Now compare the ROC curves for the non-oscillating target and the Swerling 1 target. In particular, you want to find out what the SNR requirements are for both situations if you want to achieve the same Pd and Pfa. For such a comparison, it is often convenient to plot the ROC curve as a function of Pd versus SNR with varying Pfa. We can use the rocpfa function to plot the ROC curve in this form.
Assume that the detection is incoherent, with 10 integrated pulses, and the desired Pfa value is no more than 1e-8. First, plot the ROC curve for a non-oscillating target.
rocpfa(1e-8,NumPulses=10,SignalType="NonfluctuatingNoncoherent")
Then, for comparison, plot the ROC curve for the Swerling 1 target.
rocpfa(1e-8,NumPulses=10,SignalType="Swerling1")
It can be seen from the figures that for a Pd of 0.9, an SNR of about 6 dB is required if the target does not fluctuate. However, if the target is the Swerling case 1 model, the required SNR increases to more than 14 dB, which is a difference of 8 dB. This will greatly affect the design of the system.

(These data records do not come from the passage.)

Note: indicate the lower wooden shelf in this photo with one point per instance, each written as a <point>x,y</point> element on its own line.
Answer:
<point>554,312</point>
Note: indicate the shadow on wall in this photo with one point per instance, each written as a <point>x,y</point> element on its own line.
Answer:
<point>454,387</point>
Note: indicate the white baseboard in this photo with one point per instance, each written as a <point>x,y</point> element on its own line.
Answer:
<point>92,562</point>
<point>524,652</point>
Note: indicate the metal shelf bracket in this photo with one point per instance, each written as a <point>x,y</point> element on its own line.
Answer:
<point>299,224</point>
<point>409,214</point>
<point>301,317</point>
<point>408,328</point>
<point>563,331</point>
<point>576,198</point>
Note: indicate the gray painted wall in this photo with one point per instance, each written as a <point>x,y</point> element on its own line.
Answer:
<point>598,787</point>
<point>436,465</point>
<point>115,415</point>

As with non-fluctuating targets, approximation equations exist to determine the required SNR without having to plot all the curves. The equation used for fluctuating purposes is the Shniedman equation. For the scenario used to construct ROC curves, the SNR requirements can be derived using the shnidman function.
snr_sw1_db = shnidman(0.9,1e-8,10,1) # Pd=0.9, Pfa=1e-8, 10 pulses
print("snr_sw1_db = $(round(snr_sw1_db;sigdigits=5)) дБ")
The calculated SNR value corresponds to the value obtained from the curve.
Conclusion
ROC curves are useful for analyzing detector efficiency for both coherent and incoherent systems. In this example, the rocsnr function was used to analyze the effectiveness of a linear detector at various SNR values. The improved detector performance achieved by averaging multiple samples was also considered. Finally, the example shows how the rocsnr and rocpfa functions can be used to analyze detector operation when using an incoherent detector for non-oscillating and fluctuating purposes.